If people find me, you can see the banner on my LinkedIn page and Twitter pages of the Rolling Stones. David, my husband, is right next to me. Now he has short hair and he wears chinos, and he’s in sales, sadly. But when we met The Stones, that picture is so funny because you can tell the radio guy because he’s got his arms around the musicians and you never do that. You never put your arm around a celebrity. It’s super uncool. But radio guys are kind of uncool for the most part.

Then there’s this one guy in the middle who’s got a weird face on. He’s a surgeon and he went out till four in the morning with us and then flew home in his little jet plane to do surgery at six in the morning. I don’t know who the victim was there. The best thing you can see Mick is out front and he’s wearing a silk red shirt.

When he walked through to say hello to us, he held his hand out like loyalty and made it clear that he wasn’t interested in us. Then Charlie Watts, rest his soul, you can see him standing there stiff as a board, which is his personality. That’s how he was.

And then Ron wood is in a striped shirt, and he saunters in all happy and he finds the 116-year-old with a large chest and he’s right on her.

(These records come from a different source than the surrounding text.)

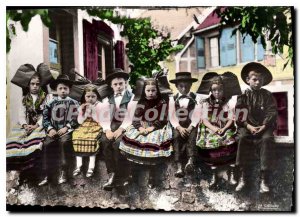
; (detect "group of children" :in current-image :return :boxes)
[6,63,277,192]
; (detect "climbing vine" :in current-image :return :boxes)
[6,7,183,86]
[87,9,183,86]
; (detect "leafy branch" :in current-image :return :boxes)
[215,6,294,68]
[6,9,51,53]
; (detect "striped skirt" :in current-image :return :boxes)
[196,124,237,166]
[72,118,102,156]
[119,124,173,165]
[6,125,45,171]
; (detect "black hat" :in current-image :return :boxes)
[36,63,55,86]
[197,72,242,98]
[170,72,198,84]
[133,74,172,101]
[70,78,112,101]
[106,68,129,84]
[197,72,219,95]
[133,78,145,101]
[51,74,73,89]
[241,62,273,86]
[11,64,36,88]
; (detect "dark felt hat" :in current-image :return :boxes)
[70,78,112,101]
[197,72,242,98]
[170,72,198,84]
[50,74,73,90]
[241,62,273,86]
[36,63,55,86]
[197,72,219,95]
[133,78,145,101]
[106,68,129,84]
[11,64,36,88]
[133,73,173,101]
[92,78,113,100]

Then Keith Richards comes in and this is  right around Pirates of the Caribbean. Everybody, except for Charlie, doesn’t have gray hair. Keith has all those coins tied in his hair and he comes into the room and he grabs my husband, David, the only guitar player in the room, who’s also 5’4”. And he says, “Come here, shorty,” and the picture is snapped right then.

Russell Benaroya: Love it. We’ll be throwing that picture in the show notes. That’s classic. We don’t get that good background very often. What is the biggest risk you’ve ever taken? Don’t overthink it. What comes to mind for you?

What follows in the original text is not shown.